Page 57 of Fallen Heir
I should’ve been networking—shaking hands, smiling for cameras, pretending to care about small talk and silent auctions. This charity event was a who’s who of Manhattan: socialites, CEOs, senators, old-money royalty clinking champagne like they still ran the world.
But none of it mattered.
Because Savannah Rose Sinclair had just walked in.
Ben walked a half-step behind her, stone-faced as always, but even he couldn’t dull the way she lit up the room. Her presence pulled every ounce of oxygen from the air, like the night had shifted around her the moment she stepped through the door.
And God help me—I couldn’t breathe.
That black velvet dress clung to her like a whispered promise. It draped low in the front, just enough to tease, to tempt, to torture me with the reminder of what it felt like to trace every inch of skin. Every slow, deliberate movement she made only deepened the ache building in my chest.
But it was the sleeves that caught me. Long. Fitted. Deliberate.
It was a warm night—too warm for velvet that clung to her wrists like armor. Every other woman in the room wore strapless gowns and satin slips with backs that barely counted as fabric.
But Savannah? She wrapped herself in black like it was the only thing keeping her upright.
And I hated that she had to.
Not because it ruined the view—hell, nothing could dim the fire she carried.
But because I knew what it meant.
I’d seen her body. Every scar. Every curve. Every mark someone else tried to erase her with. And still—she was the most beautiful woman I’d ever seen.
Not in spite of those scars.
Because of them.
Because she was still standing. Still breathing. Still walking into a room like this one and commanding it. Making men forget their own damn names.
The velvet wasn’t hiding her. It was holding her together.
She looked like a queen in mourning. A flame hidden under black silk and steel.
And she sent me that text?
Careful, Mr.
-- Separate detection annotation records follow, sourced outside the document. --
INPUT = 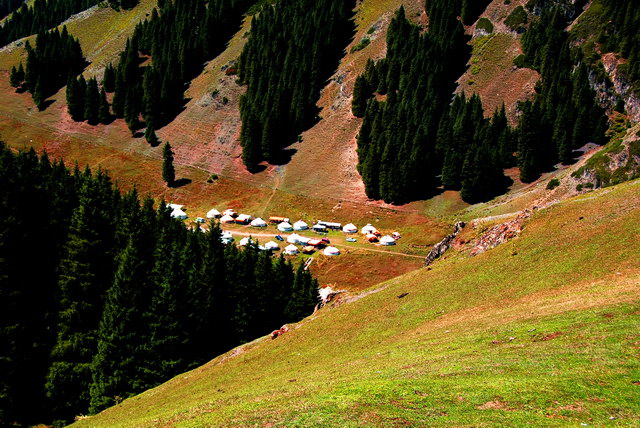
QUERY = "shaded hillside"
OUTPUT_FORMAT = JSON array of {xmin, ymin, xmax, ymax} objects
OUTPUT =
[{"xmin": 78, "ymin": 177, "xmax": 640, "ymax": 427}]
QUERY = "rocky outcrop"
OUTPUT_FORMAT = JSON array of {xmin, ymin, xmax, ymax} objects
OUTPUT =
[
  {"xmin": 424, "ymin": 221, "xmax": 465, "ymax": 266},
  {"xmin": 602, "ymin": 53, "xmax": 640, "ymax": 123},
  {"xmin": 471, "ymin": 208, "xmax": 535, "ymax": 256}
]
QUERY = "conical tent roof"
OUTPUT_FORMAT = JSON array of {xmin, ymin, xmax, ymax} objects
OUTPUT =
[
  {"xmin": 264, "ymin": 241, "xmax": 280, "ymax": 250},
  {"xmin": 239, "ymin": 238, "xmax": 253, "ymax": 247},
  {"xmin": 287, "ymin": 233, "xmax": 300, "ymax": 244},
  {"xmin": 362, "ymin": 224, "xmax": 378, "ymax": 235},
  {"xmin": 278, "ymin": 221, "xmax": 293, "ymax": 232},
  {"xmin": 293, "ymin": 220, "xmax": 309, "ymax": 230},
  {"xmin": 342, "ymin": 223, "xmax": 358, "ymax": 233},
  {"xmin": 323, "ymin": 247, "xmax": 340, "ymax": 256},
  {"xmin": 171, "ymin": 208, "xmax": 187, "ymax": 220},
  {"xmin": 284, "ymin": 244, "xmax": 299, "ymax": 254},
  {"xmin": 380, "ymin": 235, "xmax": 396, "ymax": 245},
  {"xmin": 207, "ymin": 208, "xmax": 220, "ymax": 218},
  {"xmin": 251, "ymin": 217, "xmax": 267, "ymax": 227}
]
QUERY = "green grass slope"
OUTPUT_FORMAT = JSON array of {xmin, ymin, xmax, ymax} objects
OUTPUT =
[{"xmin": 77, "ymin": 180, "xmax": 640, "ymax": 427}]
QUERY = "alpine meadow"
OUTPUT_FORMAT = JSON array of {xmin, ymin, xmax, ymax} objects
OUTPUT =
[{"xmin": 0, "ymin": 0, "xmax": 640, "ymax": 428}]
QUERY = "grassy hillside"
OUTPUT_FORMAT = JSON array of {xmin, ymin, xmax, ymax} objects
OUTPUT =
[{"xmin": 78, "ymin": 180, "xmax": 640, "ymax": 427}]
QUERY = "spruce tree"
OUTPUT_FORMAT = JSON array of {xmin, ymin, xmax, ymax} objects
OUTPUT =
[
  {"xmin": 102, "ymin": 63, "xmax": 116, "ymax": 93},
  {"xmin": 144, "ymin": 125, "xmax": 160, "ymax": 147},
  {"xmin": 89, "ymin": 238, "xmax": 149, "ymax": 413},
  {"xmin": 98, "ymin": 87, "xmax": 111, "ymax": 124},
  {"xmin": 84, "ymin": 77, "xmax": 100, "ymax": 125},
  {"xmin": 162, "ymin": 141, "xmax": 176, "ymax": 187}
]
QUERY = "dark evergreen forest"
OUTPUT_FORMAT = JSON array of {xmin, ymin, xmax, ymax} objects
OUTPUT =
[
  {"xmin": 104, "ymin": 0, "xmax": 251, "ymax": 133},
  {"xmin": 0, "ymin": 144, "xmax": 317, "ymax": 426},
  {"xmin": 598, "ymin": 0, "xmax": 640, "ymax": 95},
  {"xmin": 0, "ymin": 0, "xmax": 138, "ymax": 46},
  {"xmin": 0, "ymin": 0, "xmax": 24, "ymax": 19},
  {"xmin": 353, "ymin": 0, "xmax": 607, "ymax": 203},
  {"xmin": 239, "ymin": 0, "xmax": 355, "ymax": 171},
  {"xmin": 9, "ymin": 26, "xmax": 86, "ymax": 110}
]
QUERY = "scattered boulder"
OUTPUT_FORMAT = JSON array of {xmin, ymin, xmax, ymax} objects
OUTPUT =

Westbrook… Compliments like that might make me skip the dress altogether.
That wasn’t just a flirt.
That was a crack in the walls she’d spent years building.
A glimpse of the woman still buried beneath all the damage—fierce, clever, untouchable in a way that didn’t need armor.
And tonight?
She wasn’t hiding. Not from me.
I’d already seen what she tried so hard to conceal. The jagged lines. The ghost of every moment someone tried to break her. And I still couldn’t stop wanting her—still couldn’t get her taste off my tongue or the sound of her moans out of my head.
If she could show me that version of herself now—unguarded, unashamed—I couldn’t help but wonder who she might become…In a week. In a year. Forever.
Because my world had narrowed to one woman in velvet and a mouth I hadn’t stopped thinking about since the night she finally let me in.
Even if this thing between us started as pretend, there was nothing fake about the way I craved her.
I didn’t hesitate. I crossed the room, every instinct zeroed in on her like a goddamn homing beacon.